It’s the end of summer and everything feels distinctly autumnal. I’m particularly sensitive to this feeling because my mental health usually dips over the winter months, plus there are a couple of major beginnings and endings on the horizon.
I’m approaching the “end” of my current novel. I have been rewriting it for several months and hope to have it in decent shape within a month. Of course, the “end” will hopefully be the beginning, if I’m fortunate enough to attract an agent. If I’m even luckier and get a publishing deal, there will be a lot of extra work ahead, including more rewriting and editing.
Yet completing the novel means letting go. It means exposing it to readers — potential agents, publishers, competition judges, editors, perhaps people who decide to buy the book (if it gets published). I will have to send it out into the world.
My main concern isn’t receiving criticism of my writing: I’m used to criticism and rejections, which are inevitable for every writer. In fact, I prefer getting constructive criticism rather than a vague “not for us” rejection. I like to know how my writing comes across; how I can improve. I want to get better at writing and critiques are essential if I am to improve.
I suppose I’m worried that the novel might have no potential. That I’m wasting my time trying to write novels. There might be a fear of moving on to the next and trying to apply the lessons I have learnt. What if I can’t improve? What if I never write a publishable novel?
Perhaps the real problem is the uncertainty. If a time traveller from 2020 (or beyond) told me my current novel was terrible and never published, I would just shrug and move on. I would consider it a time-consuming but worthwhile exercise, helping me to learn my craft — like my last attempt at writing a novel. If the time traveller told me it got published and was reasonably well received, I would be ecstatic. I don’t like not knowing.
Ending a major phase of any project makes me feel reflective. I question my goals and achievements. I fence with self-doubt. I worry that I won’t complete the next phase, that things will go wrong or that I’m just not good enough. Mental illness takes these normal feelings and blends them with my symptoms, creating a lot of turmoil. It can be intense, but I can ride it out.
I will start my Psychology BSc with the Open University in October. I’m excited, but also nervous — which I suppose is normal. It’s a big commitment, since studying will form a large proportion of my life for the next 5 years, but it’s also incredibly important to me.
I wouldn’t be so nervous if I didn’t care. I’m worried that my mental health will affect my studies because I want to learn as much as I can. I don’t want to put my studies on hold or scrape through by the skin of my teeth. I want to be able to engage with the material and complete assignments to the best of my ability.
I’m especially wary because of past experience. When I did my Film Studies BA, a decline in my mental health in the final year (not helped by also being diagnosed with a serious eye condition which could lead to blindness) meant my grades dropped by 10%. I went from being on course for a 1:1 from the first semester, earning a Dean’s Commendation in my second year, to getting a good-but-disappointing 2:1. I know I should be proud to have done so well when facing tough challenges, but it’s frustrating when my mental health prevents me from doing my best.
I appreciate the irony of worrying about my mental health affecting my degree, when my experience of mental illness has motivated my decision to study Psychology. I’m fed up with repeating the same patterns, battling and working like mad only to fall short in the end. Yes, I do the best I can in my particular circumstances, but that’s not very reassuring when I know I’m capable of more.

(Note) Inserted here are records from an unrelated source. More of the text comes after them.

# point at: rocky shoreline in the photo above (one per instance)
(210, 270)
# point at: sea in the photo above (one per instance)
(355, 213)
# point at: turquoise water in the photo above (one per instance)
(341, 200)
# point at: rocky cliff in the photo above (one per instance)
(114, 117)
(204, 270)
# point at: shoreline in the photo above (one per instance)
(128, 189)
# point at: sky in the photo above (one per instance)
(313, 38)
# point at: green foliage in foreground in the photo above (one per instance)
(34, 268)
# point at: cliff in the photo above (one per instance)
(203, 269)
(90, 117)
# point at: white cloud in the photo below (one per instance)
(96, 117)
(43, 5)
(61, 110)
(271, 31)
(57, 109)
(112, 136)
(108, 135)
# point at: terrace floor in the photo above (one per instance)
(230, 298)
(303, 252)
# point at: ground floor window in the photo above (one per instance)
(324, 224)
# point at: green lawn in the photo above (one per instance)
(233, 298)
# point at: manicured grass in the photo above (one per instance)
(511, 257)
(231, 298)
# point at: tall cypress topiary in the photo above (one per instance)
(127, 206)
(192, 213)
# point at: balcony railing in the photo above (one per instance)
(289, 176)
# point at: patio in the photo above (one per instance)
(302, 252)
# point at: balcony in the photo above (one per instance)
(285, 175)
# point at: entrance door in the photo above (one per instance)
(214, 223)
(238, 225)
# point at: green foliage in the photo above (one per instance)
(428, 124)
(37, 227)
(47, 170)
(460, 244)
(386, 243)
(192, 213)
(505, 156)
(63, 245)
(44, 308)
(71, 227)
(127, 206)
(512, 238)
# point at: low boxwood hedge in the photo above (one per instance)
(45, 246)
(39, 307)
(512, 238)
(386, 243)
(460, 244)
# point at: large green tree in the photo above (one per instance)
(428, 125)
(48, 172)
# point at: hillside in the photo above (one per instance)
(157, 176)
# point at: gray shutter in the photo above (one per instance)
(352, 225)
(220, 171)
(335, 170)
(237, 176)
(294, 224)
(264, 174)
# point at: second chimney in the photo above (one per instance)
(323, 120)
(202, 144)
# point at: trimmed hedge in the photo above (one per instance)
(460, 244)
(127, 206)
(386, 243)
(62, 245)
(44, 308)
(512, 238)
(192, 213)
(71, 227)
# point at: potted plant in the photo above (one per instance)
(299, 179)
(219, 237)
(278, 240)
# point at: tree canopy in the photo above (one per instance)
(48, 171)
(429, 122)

I hope studying Psychology will be a fresh start. My mental health is better (in general) than it has been for a long time and I have good coping strategies. Grades and results aren’t as important to me nowadays — instead of setting out to prove something to myself (and/or others who doubt me), I want to use what I learn to help myself and others.
I want to change my life, which involves a large degree of uncertainty and a lot of learning to cope with the effects. The changing seasons emphasise how life follows cycles; how natural it is to change direction and evolve. However, accepting — even embracing — the inevitability of change doesn’t make it easy.

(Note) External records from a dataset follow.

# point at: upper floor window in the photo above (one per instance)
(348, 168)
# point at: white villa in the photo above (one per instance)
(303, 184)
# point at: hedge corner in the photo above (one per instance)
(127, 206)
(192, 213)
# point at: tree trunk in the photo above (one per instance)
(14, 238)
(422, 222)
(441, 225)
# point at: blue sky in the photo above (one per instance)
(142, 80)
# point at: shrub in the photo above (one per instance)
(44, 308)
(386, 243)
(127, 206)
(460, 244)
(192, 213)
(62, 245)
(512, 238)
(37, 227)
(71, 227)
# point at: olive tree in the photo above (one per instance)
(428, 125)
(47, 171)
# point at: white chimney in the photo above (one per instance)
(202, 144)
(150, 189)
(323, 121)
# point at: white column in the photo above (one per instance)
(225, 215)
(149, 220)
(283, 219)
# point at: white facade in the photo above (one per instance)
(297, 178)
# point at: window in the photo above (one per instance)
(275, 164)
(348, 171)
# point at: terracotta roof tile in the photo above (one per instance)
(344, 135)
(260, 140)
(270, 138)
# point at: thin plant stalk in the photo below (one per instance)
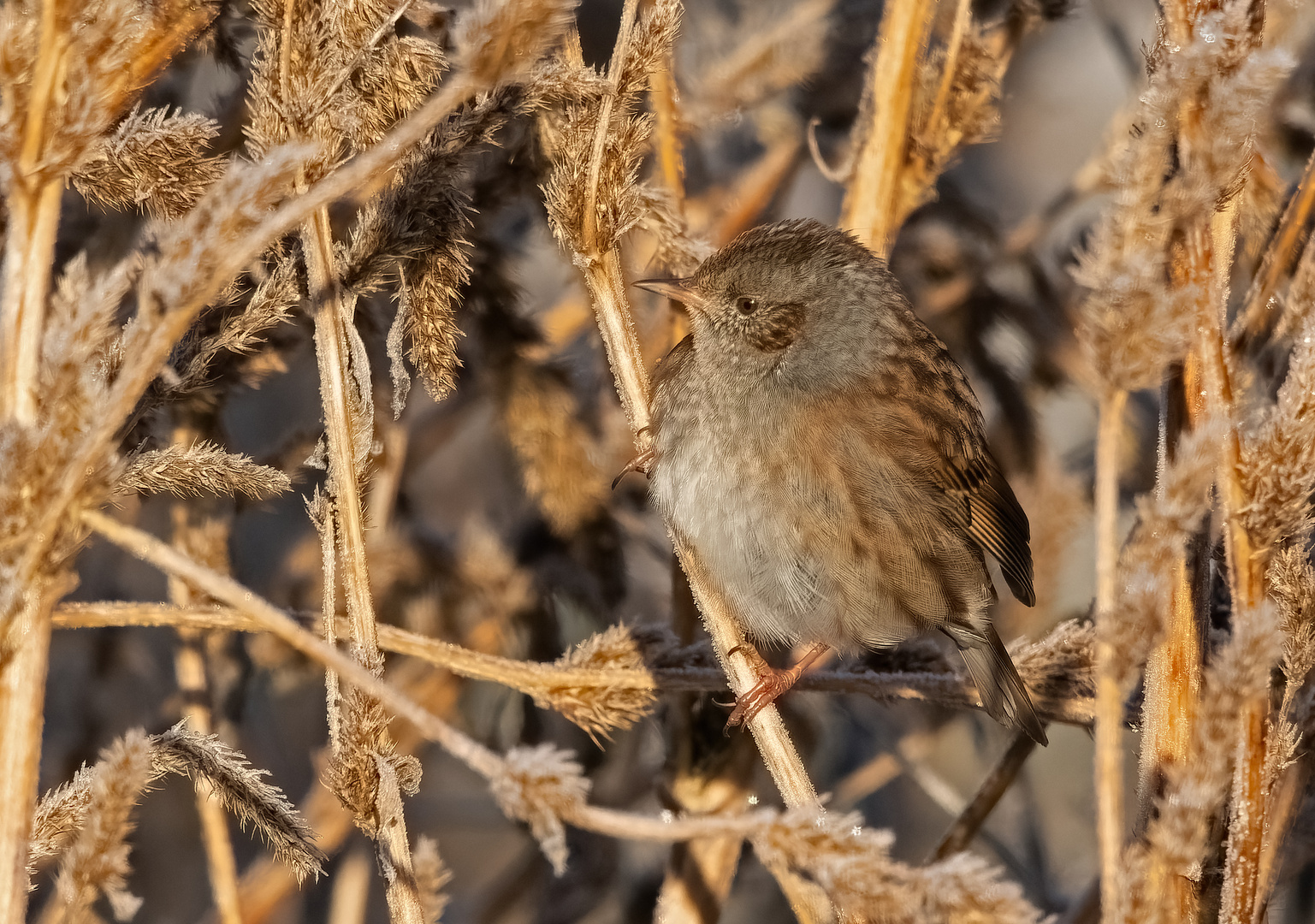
(332, 354)
(22, 686)
(1109, 693)
(193, 683)
(472, 754)
(872, 203)
(612, 309)
(1249, 808)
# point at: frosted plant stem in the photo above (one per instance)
(1109, 694)
(874, 200)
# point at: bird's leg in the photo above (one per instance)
(639, 463)
(771, 683)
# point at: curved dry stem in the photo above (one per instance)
(874, 195)
(1109, 691)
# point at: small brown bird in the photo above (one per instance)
(827, 459)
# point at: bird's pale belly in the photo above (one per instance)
(746, 526)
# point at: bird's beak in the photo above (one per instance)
(676, 289)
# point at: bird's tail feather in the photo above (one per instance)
(998, 684)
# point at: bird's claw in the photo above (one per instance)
(771, 684)
(639, 463)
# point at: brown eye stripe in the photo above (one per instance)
(776, 326)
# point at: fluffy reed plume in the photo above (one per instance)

When you have mental health issues, it feels like your whole life is filtered through them — determined by them, at the worst points. It’s annoying and frustrating. It can make you feel sad, angry, hopeless. I often wish I had never experienced mental illness.

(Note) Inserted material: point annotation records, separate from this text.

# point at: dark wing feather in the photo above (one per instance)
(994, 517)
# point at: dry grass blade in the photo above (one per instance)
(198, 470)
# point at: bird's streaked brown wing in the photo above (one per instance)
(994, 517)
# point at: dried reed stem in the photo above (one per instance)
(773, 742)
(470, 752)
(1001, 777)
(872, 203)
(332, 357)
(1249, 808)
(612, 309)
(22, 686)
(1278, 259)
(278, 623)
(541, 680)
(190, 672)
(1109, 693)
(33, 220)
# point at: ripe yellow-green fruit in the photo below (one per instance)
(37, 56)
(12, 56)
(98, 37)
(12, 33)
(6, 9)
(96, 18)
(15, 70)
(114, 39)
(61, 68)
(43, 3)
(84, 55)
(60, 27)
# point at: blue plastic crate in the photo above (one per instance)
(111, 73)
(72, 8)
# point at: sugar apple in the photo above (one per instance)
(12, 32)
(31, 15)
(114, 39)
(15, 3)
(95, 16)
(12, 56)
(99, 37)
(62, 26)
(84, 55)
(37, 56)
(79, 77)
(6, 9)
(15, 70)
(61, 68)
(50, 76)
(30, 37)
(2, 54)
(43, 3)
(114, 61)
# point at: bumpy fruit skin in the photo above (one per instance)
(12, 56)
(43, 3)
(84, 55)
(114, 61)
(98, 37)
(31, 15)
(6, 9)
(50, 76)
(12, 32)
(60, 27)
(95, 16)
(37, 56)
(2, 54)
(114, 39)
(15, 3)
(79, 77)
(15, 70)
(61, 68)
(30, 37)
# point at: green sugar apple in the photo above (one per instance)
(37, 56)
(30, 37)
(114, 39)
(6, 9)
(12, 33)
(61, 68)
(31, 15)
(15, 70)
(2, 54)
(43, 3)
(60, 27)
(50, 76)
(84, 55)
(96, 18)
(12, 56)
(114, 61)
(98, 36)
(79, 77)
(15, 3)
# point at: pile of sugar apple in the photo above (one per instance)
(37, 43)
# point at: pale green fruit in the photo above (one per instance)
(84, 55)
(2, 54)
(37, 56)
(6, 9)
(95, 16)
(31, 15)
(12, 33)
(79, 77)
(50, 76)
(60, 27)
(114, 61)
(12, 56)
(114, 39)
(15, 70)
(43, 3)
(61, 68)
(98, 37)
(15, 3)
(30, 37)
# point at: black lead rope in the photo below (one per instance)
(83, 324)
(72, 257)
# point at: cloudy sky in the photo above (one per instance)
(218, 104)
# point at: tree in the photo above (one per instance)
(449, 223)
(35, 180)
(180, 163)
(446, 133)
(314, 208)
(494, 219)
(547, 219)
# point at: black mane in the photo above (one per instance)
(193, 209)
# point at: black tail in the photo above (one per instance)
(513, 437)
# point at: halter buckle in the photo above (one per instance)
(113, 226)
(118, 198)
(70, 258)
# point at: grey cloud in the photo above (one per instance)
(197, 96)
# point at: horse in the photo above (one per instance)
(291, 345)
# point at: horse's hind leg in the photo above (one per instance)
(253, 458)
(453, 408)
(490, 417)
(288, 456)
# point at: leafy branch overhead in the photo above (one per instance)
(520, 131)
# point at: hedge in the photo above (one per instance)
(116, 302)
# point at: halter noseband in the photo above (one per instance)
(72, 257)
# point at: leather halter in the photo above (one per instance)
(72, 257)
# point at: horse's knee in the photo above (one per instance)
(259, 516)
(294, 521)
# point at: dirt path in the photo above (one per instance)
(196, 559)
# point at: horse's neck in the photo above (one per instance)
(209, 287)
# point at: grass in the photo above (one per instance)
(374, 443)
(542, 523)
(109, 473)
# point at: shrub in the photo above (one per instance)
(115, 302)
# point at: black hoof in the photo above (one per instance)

But… without experiencing mental health problems, I doubt I would have tried to write a novel or studied the subjects I’m truly passionate about at university. I often feel like I’m not living a full life, because mental illness prevents me from doing so many “normal” things, yet many perfectly healthy people lead half-lives and don’t follow their dreams. They limit themselves and don’t set goals or take risks. If I didn’t have mental health issues, I think I may have been one of those people.